Black Box Absolute Reconstruction for Sums of Powers of Linear Forms

TL;DR

This paper introduces a randomized blackbox algorithm for decomposing multivariate polynomials into sums of powers of linear forms, improving efficiency for degree 3 and providing the first polynomial-time algorithm for higher degrees over complex numbers.

Contribution

The paper presents novel randomized algorithms for polynomial decomposition, notably improving degree 3 case and establishing the first polynomial-time method for higher degrees over complex numbers.

Findings

Improved degree 3 decomposition algorithm with faster runtime but two-sided error.

First polynomial-time randomized algorithm for degrees > 3 over complex numbers.

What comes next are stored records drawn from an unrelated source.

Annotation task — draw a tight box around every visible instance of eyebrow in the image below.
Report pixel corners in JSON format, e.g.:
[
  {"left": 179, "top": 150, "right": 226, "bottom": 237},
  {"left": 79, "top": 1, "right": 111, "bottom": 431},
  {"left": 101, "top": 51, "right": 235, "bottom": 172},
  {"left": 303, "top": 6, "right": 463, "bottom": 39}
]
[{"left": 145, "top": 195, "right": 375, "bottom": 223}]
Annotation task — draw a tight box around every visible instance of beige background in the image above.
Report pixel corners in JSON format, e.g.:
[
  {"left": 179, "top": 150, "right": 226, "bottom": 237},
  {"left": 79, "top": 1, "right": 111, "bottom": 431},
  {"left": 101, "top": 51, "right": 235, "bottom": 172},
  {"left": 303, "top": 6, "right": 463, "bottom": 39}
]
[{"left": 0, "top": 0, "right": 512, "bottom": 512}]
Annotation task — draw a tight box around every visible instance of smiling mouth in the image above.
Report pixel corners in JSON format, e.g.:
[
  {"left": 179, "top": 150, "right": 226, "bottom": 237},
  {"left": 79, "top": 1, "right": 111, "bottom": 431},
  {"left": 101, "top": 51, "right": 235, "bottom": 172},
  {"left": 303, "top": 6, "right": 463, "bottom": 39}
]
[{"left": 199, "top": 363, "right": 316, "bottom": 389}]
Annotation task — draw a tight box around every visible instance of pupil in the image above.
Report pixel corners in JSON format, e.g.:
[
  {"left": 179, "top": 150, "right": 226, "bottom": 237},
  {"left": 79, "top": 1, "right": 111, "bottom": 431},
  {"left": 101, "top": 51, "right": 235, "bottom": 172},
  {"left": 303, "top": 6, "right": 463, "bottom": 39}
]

Algorithm's runtime is polynomial in input size for rational coefficients.

Abstract

We study the decomposition of multivariate polynomials as sums of powers of linear forms. We give a randomized algorithm for the following problem: If a homogeneous polynomial $f \in K[x_1 , . . . , x_n]$ (where $K \subseteq \mathbb{C}$) of degree $d$ is given as a blackbox, decide whether it can be written as a linear combination of $d$-th powers of linearly independent complex linear forms. The main novel features of the algorithm are: (1) For $d = 3$, we improve by a factor of $n$ on the running time from an algorithm by Koiran and Skomra. The price to be paid for this improvement though is that the algorithm now has two-sided error. (2) For $d > 3$, we provide the first randomized blackbox algorithm for this problem that runs in time polynomial in $n$ and $d$ (in an algebraic model where only arithmetic operations and equality tests are allowed). Previous algorithms for this problem as well as most of the existing reconstruction algorithms for other classes appeal to a polynomial factorization subroutine. This requires extraction of complex polynomial roots at unit cost and in standard models such as the unit-cost RAM or the Turing machine this approach does not yield polynomial time algorithms. (3) For $d > 3$, when $f$ has rational coefficients, the running time of the blackbox algorithm is polynomial in $n,d$ and the maximal bit size of any coefficient of $f$. This yields the first algorithm for this problem over $\mathbb{C}$ with polynomial running time in the bit model of computation.